The electrical requirements are served from a vault in the basement adjoining the boiler room where are installed power transformers of seventy-five kilowatt capacity and lighting transformers of the same capacity, which are fed from the power company’s system underground.
Another important point is that the structure is fully equipped for the installation of a radio broadcasting station if required; and facilities are provided also for loud speaker equipment.
Persons affected with deafness will be interested to know that one section of seats in the auditorium will be equipped with head phones to facilitate their hearing.
The plumbing requirements are still to be spoken of. First, provision has been made in all deep basements to keep out standing water, a duplex bilge pump unit having been installed to handle the toilets and any flood water conditions. The underground system is of the best extra heavy, cast iron soil pipe construction which will last as long as the building will stand.
The provision for toilet rooms is ample, also drinking fountains will be found at all points of convenience—a dozen or more; and in the Sunday School section will be a fountain specially set for small children. All the fountains are of the type from which you can draw water or drink from the bubbler.
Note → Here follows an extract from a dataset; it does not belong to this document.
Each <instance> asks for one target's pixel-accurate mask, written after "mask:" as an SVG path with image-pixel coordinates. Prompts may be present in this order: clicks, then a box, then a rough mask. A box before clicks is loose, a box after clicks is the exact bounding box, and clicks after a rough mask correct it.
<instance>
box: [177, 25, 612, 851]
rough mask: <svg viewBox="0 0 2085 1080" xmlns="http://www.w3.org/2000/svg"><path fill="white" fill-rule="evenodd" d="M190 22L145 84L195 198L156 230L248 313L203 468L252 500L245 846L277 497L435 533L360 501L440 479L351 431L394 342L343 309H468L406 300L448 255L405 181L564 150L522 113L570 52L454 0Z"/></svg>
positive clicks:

A complete hot water circulating system has been provided for all lavatories, slop sinks, and the baptistery. The baptistery tank is located in the rear of the choir loft, with adjustable dressing rooms adjacent, on the second floor.
Mr. Moore’s Career
Mr. John R. Moore, senior member of the engineering firm of Moor and Neely, the new church contractors for the heating, lighting, ventilating and plumbing, was born in Lebanon, Illinois, in 1876. After securing his technical education at Armour Institute, he was employed for three years by the General Electric Company in gold, silver and coal mining work in the Rocky Mountains; including ventilating of mines and installing electrical power.
Thereafter, coming to Chicago, he worked successively for the General Railroad Company, the International Harvester Company and the Central Leather Company (the leather trust) as consulting engineer in electrical and mechanical work. Then for a time he was with Frank A. Chase as mechanical engineer, after which he went into partnership with Mr. Neely.
Among the larger enterprises he handled was the building of three tanneries for the Central Leather Company, one of the largest in the world, which was used during the war in the manufacture of shoe leather for the Government. He built the power plant for the W.T. Rawleigh Company of Freeport, Illinois, the largest manufacturing medical company in the world; also the largest cigar factory in the world at Evansville, Indiana.
He was consulting engineer for the Kellogg Company at Battle Creek, Michigan, on their paper mill; also for the Bunte Brothers Candy Company and Sugar Refinery for the H.W. Caldwell plant and that of the Link Belt Company, also the world’s largest plant of the kind, and the new power plant for the Agar Packing Company and many others.
Mr. Moore’s grandfather was a Methodist circuit rider in Illinois and Indiana. His father was also a minister. He is a member of the Rogers Park Baptist Church.
His partner, Mr. W. J. Neely was born in 1890 at Ottawa, Illinois, where his grandmother was instrumental in building a Methodist Church of which he is a member.
He secured his technical training at Lewis Institute, Chicago, and took post-graduate work at the University of Wisconsin. For seven years he was employed at the Commonwealth Edison Company in the operating and engineering department and handled the engineering work of several of their largest sub-stations and three generating stations. Then for three years he was with Frank D. Chase, architect, as mechanical and electrical engineer.
During the war he was in the United States service as engineer officer and instructor at Washington in the Searchlight Division of the Anti-aircraft school.
Mr. Neely remarked that in their work for the church special pains have been taken to avoid any extra expense; the ideal in view being a balance job adapted to economical operation.